There is a growing trend for integrating the voltage regulators fully on-chip to improve the quality of voltage delivered to the load circuits. Voltage regulators are typically designed to provide the highest power-conversion efficiency when delivering a particular output current regime, typically the maximum current for LDO (low-dropout) and SC (switched capacitor) regulators. Since dynamically changing the design parameters of a voltage regulator under different workloads is difficult, existing power management techniques suffer from increased voltage conversion losses during idle states when the current demand is low and regulator efficiency is reduced.
In modern mobile platforms, more than 32% of the overall battery power is dissipated during high-to-low voltage conversion before the power even reaches the load circuits. The primary reason for this huge power loss is that power delivery networks are designed to satisfy the stringent noise requirements under worst-case loading conditions, which is typically the full utilization of the overall chip computing and memory resources when the current demand is the highest.
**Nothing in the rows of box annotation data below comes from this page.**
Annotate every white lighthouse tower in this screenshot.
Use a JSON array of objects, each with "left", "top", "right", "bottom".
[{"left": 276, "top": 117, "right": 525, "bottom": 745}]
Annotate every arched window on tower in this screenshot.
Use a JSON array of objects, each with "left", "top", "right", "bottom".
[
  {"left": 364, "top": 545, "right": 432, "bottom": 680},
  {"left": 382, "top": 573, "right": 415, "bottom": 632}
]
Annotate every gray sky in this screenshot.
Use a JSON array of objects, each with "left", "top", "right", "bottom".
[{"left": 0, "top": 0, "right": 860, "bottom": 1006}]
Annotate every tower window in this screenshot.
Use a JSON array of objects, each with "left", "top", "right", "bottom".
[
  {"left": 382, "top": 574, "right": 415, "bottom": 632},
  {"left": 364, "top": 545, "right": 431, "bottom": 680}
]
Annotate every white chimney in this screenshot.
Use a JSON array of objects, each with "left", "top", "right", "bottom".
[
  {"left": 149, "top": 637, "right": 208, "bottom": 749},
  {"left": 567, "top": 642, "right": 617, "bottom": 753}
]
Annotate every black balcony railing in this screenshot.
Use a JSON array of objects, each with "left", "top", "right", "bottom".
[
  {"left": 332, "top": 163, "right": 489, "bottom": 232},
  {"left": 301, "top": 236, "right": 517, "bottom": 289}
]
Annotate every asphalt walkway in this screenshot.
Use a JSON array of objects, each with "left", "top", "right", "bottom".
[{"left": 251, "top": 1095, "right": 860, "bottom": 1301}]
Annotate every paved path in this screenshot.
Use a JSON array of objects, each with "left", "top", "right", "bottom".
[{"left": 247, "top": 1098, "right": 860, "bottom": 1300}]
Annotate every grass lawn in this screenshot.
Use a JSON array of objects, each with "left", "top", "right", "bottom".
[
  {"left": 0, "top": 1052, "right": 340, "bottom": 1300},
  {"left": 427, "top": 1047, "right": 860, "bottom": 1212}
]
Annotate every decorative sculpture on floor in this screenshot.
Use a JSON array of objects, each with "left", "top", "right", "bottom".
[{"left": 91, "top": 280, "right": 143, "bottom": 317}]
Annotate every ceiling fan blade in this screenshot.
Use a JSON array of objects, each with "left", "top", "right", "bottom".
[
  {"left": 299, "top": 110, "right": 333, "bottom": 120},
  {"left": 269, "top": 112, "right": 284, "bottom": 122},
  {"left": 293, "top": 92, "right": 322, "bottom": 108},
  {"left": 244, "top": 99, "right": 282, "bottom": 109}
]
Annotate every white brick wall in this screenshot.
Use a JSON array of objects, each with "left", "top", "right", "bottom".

Parallel voltage regulation has been widely used for buck and SC regulators to reduce the output voltage ripple by interleaving multiple regulators with phase shifted switching frequencies. Advantages of interleaved regulation include reduced filter size for buck converters, improved load response, and higher efficiency. The interleaved architectures, however, have not been exploited until recently to regulate voltage close to the load circuits to minimize noise. Distributed on-chip voltage regulation is an emerging research area where multiple voltage regulators are connected in parallel, delivering current to the same power network close to the load circuits. Although challenges such as device mismatch, offset voltages among parallel regulators, overall system stability, and balanced current sharing need to be considered, distributed voltage regulation can provide sub-nanosecond load regulation to attain high performance under increased temporal and spatial workload variations in modem ICs. Aggressive power saving mechanisms are currently implemented as a result of the modem ICs exhibiting frequent idle periods. It is projected that more than half of the circuit needs to be idle at 8 nm technology node to satisfy the TDP requirement in server processors or to improve the battery life in mobile processors.
Design-for-power has become one of the primary objectives resulting from the continuous demand to improve the battery life of mobile devices or to minimize the cooling costs of servers. To save power and mitigate thermal emergencies, circuits typically enter reduced power states when the workload is light. Prior art voltage regulators, however, operate indifferently under varying workload conditions due to a lack of different operating modes. When a prior art voltage regulator is optimized for a particular load current, significant power is dissipated during voltage conversion while delivering power to a different load current than the load current for which the voltage regulator is optimized.
Accordingly, what is needed in the art is an improved system and method for voltage conversion efficiency at different utilization levels for on-chip voltage regulators.